O problema da nossa geração não é a nossa geração

Ultimamente tenho lido vários textos que em um tom meio de desabafo ou talvez frustração falam sobre como nossa geração falhou. A tal geração Y, que domina diversas linguagens e mecanismos, que consegue fazer várias coisas ao mesmo tempo, que alcançou certo nível de independência dentro do mercado de trabalho e tudo isso graças, em grande parte, à possibilidade de estabilidade econômica e social propiciada pelas gerações anteriores.

Pelo que estou entendendo, o que esses textos criticam é justamente essa suposta independência. Por exemplo, uma crítica que vejo muito é a seguinte: muitos jovens e adultos hoje em dia não precisam mais trabalhar em um escritório tradicional, 8 horas por dia, batendo cartão, obedecendo a inúmeros níveis hierárquicos. Supostamente, isso deveria ser uma coisa boa, mas a verdade é que não significa que essa pessoa seja menos explorada. A liberdade que ela tem para trabalhar sozinha, desde sua casa, acaba fazendo com que ela trabalhe muito, às vezes até altas horas da madrugada ou durante fins de semana para atender aos prazos. Ou talvez essa pessoa trabalhe em uma empresa “super descolada”, sem horários fixos, que pode sair e entrar quando quiser, ir vestido como quiser, mas recebe um salário baixo, ou está constantemente sob pressão dos clientes e chefes.

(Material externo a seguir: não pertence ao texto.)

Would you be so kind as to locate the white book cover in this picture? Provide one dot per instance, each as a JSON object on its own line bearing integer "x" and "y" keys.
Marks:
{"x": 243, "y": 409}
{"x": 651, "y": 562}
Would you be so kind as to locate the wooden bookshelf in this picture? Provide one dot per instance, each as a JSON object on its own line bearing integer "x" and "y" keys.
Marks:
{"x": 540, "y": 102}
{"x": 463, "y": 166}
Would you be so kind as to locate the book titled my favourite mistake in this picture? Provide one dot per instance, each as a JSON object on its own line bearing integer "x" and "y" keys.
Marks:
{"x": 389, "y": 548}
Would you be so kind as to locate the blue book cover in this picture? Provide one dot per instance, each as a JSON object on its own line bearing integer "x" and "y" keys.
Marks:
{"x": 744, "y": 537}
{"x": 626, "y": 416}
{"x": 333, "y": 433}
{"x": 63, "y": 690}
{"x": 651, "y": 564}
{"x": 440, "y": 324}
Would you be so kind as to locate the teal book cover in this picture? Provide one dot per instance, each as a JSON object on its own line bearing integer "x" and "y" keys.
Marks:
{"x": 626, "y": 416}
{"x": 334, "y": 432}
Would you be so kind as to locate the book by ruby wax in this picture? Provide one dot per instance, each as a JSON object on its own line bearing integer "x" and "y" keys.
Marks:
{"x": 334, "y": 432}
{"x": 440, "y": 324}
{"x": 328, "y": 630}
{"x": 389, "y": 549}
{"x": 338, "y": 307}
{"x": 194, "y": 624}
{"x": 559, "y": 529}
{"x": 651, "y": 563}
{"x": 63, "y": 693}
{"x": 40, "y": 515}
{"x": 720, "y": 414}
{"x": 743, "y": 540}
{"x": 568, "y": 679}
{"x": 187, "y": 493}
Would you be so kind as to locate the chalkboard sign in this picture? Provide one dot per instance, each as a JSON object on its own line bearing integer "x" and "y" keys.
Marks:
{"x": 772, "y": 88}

Nesse ponto, eu concordo com esses textos, trata-se de uma falsa independência. Entendo que a forma de exploração do trabalhador mudou em alguns setores, mas ela continua existindo. E olha a má notícia, isso não vai mudar enquanto vivermos em um sistema que sobrevive disso, da exploração, o que é uma característica do capitalismo . Aí, nesse ponto, discordo um pouco da maioria desses textos, porque ao contrário do que eles dizem, não me parece ser uma questão pessoal (de pessoas que “se rendem” à pressão), ou social (no sentido de ser uma geração confusa, que não sabe o que quer porque se perdeu no meio do caminho). Ao meu ver, é uma questão estrutural. Uma pessoa que trabalha 12 horas por dia em uma fábrica e uma pessoa que “tem liberdade” para trabalhar desde sua casa, mas não tem horários para dormir ou comer, ou feriados e fins de semana, essas duas pessoas estão na mesma situação de exploração.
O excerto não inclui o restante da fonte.